ISTANBUL — Turkey’s economic turmoil will challenge newly reelected President Recep Tayyip Erdogan as uncertainty lingers on whether he will stick to his controversial economic policies or take a more orthodox path.
The country’s economic fragility, marked by a foreign currency crunch, a battered lira and high inflation, is widely blamed on Erdogan’s policy of cutting interest rates. His pursuit of that policy in the past two years has fueled an inflation storm and sunk the Turkish lira. To ease the crunch and prop up the lira, Ankara has relied on a costly deposit scheme and sought foreign currency support from Gulf countries and Russia, with the central bank burning through its international reserves.
Following Erdogan’s victory in Sunday’s presidential runoff, both domestic economic actors and foreign investors are eager to see whether he will change course or insist on what many see as an unsustainable path. In terms of mandate, he has a free hand, commanding sweeping executive powers and a comfortable majority in parliament.
The Turkish economy relies heavily on imports, including energy and raw materials. Any surge in foreign currency prices means rising consumer prices. The lira has lost 77% of its value since June 2018, when Erdogan became Turkey’s first executive president following constitutional changes. While Ankara heavily managed the foreign exchange market to keep the lira afloat ahead of the elections, apprehension grew of fresh currency turmoil if Erdogan won reelection and refused to amend his policies. Morgan Stanley analysts said Sunday that the lira could lose up to 29% of its value by year-end without a change in policy direction. The lira has tumbled to record lows since Sunday’s vote, but the slide has been relatively limited thus far and Erdogan is unlikely to let the economic mess continue.
The so-called FX-protected deposit scheme — introduced after a full-blown currency crisis in December 2021 to rein in dollarization — appears thus far to have encouraged depositors to convert their hard currency to liras. Under the scheme, the treasury and the central bank compensate lira depositors for any losses they incur from the fall of the currency, in addition to the interest paid by banks. Foreign currency deposits in Turkey today account for about 40% of all deposits, down from 60% before the introduction of the scheme. The deposits in the scheme represent almost a quarter of all deposits.

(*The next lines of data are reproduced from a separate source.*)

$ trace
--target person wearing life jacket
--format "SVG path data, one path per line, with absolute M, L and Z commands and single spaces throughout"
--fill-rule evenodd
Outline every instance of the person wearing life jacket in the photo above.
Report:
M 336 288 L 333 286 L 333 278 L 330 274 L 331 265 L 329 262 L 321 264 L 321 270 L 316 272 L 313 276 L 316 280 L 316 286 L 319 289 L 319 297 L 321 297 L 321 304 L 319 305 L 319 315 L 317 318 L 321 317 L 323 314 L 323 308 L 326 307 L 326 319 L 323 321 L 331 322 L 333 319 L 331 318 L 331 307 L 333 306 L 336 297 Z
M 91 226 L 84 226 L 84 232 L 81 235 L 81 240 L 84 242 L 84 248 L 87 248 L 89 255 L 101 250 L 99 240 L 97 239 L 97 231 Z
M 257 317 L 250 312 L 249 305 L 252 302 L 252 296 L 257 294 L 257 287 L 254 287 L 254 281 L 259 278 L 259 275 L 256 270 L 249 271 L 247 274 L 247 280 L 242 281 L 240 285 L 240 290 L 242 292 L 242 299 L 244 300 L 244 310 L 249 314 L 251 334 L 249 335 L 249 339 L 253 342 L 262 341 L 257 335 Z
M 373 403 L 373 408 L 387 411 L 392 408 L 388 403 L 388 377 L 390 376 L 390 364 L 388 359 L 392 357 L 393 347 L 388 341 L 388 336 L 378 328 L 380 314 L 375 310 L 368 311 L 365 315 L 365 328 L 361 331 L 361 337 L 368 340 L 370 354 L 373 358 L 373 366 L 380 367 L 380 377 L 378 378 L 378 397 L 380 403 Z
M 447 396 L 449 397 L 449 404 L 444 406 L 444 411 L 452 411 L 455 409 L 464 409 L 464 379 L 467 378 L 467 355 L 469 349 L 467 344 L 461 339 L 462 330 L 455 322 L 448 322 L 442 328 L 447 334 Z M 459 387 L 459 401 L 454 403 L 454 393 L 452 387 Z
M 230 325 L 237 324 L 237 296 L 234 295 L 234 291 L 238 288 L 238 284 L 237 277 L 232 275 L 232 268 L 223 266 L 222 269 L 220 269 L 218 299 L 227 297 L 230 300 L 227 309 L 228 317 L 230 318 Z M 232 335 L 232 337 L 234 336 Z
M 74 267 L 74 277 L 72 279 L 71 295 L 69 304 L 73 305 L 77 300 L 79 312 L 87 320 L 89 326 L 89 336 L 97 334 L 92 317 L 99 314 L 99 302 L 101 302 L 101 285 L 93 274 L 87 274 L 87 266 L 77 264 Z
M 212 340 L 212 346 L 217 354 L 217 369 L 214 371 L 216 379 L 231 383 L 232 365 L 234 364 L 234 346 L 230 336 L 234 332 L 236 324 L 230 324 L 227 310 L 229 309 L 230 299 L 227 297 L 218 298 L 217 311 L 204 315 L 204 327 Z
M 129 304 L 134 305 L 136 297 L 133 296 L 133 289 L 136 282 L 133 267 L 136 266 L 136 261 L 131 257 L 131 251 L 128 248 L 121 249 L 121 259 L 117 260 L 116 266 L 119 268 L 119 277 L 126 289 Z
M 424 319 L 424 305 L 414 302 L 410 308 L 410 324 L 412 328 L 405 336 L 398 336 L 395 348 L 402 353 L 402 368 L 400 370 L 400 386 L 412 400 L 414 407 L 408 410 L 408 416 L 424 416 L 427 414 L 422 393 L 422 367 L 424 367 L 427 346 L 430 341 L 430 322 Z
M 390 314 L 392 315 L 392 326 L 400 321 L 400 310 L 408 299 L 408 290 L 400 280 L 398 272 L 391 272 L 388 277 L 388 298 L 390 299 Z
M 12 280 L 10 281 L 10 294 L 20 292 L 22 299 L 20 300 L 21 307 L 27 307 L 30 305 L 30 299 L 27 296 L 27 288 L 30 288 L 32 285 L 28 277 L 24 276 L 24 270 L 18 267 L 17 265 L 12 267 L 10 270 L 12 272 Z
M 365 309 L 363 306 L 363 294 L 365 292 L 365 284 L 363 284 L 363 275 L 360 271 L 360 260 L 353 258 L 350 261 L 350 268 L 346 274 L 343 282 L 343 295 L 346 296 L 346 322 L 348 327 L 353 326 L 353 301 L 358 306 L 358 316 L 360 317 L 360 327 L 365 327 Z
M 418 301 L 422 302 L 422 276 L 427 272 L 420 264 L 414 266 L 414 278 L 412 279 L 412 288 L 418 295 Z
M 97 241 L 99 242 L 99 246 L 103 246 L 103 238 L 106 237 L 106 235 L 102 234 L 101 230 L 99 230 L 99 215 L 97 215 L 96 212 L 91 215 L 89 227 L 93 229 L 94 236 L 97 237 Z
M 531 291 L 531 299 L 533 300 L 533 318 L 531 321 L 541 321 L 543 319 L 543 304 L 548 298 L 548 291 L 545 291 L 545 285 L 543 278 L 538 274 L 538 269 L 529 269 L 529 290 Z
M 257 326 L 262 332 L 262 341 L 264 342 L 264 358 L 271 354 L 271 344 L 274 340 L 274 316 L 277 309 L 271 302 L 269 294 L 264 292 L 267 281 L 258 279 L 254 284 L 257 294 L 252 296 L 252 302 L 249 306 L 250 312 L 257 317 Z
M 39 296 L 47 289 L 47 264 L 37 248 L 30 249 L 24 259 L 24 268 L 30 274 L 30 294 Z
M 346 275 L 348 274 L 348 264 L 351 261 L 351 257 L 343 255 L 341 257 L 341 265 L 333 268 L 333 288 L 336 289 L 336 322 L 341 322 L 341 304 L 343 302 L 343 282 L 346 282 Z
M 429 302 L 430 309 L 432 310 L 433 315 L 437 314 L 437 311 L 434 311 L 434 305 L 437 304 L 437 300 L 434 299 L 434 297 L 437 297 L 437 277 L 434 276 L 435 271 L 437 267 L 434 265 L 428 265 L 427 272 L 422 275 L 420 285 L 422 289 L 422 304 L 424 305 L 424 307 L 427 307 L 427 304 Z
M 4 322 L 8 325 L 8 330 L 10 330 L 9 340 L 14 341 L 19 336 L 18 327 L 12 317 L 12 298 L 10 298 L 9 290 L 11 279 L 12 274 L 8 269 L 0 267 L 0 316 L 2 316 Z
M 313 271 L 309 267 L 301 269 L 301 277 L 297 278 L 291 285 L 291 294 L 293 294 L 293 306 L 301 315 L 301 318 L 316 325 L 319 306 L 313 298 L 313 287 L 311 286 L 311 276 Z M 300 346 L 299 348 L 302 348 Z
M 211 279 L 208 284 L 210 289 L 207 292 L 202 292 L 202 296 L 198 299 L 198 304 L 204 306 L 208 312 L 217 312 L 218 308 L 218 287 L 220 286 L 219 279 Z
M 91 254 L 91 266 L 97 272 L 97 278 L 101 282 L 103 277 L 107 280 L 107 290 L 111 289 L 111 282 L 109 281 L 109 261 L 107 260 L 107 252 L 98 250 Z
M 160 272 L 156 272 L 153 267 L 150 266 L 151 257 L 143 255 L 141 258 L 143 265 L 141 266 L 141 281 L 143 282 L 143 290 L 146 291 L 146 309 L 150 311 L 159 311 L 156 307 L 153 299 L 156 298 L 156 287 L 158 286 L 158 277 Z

To advance the “liraization” goal, the authorities have obliged banks to hold low-yielding government bonds if the lira deposits of their customers total less than 70% of all deposits. Spurred by such sanctions, banks have worked hard to attract money into the FX-protected scheme, helping curb the demand for foreign exchange on the market and channeling hard currency from converted deposits to the central bank.
This policy, however, has come at a price. Last year, the treasury and the central bank shouldered the bulk of the cost, paying about 200 billion liras in compensation to depositors in the scheme. Earlier this year, the authorities scrapped the upper limit of interest that banks can offer, leading annual rates to reach 35%. The state still has to compensate depositors for the lira’s depreciation, but its burden appears to have eased as the authorities’ increasingly hands-on role in the forex market has limited the fall of the lira. The scheme is likely to remain the government’s prime bulwark in defending the currency.
And propping up the currency means containing inflation. Since peaking at 85.5% in October, annual consumer inflation has dropped to about 44%, thanks largely to a favorable base effect. However, surging food prices, in particular, remain a major popular grievance amid supply deficits stemming from a decline in the country’s agricultural sector. Such shortages can hardly be resolved in the short run, and inflation is likely to continue to be a headache for Erdogan.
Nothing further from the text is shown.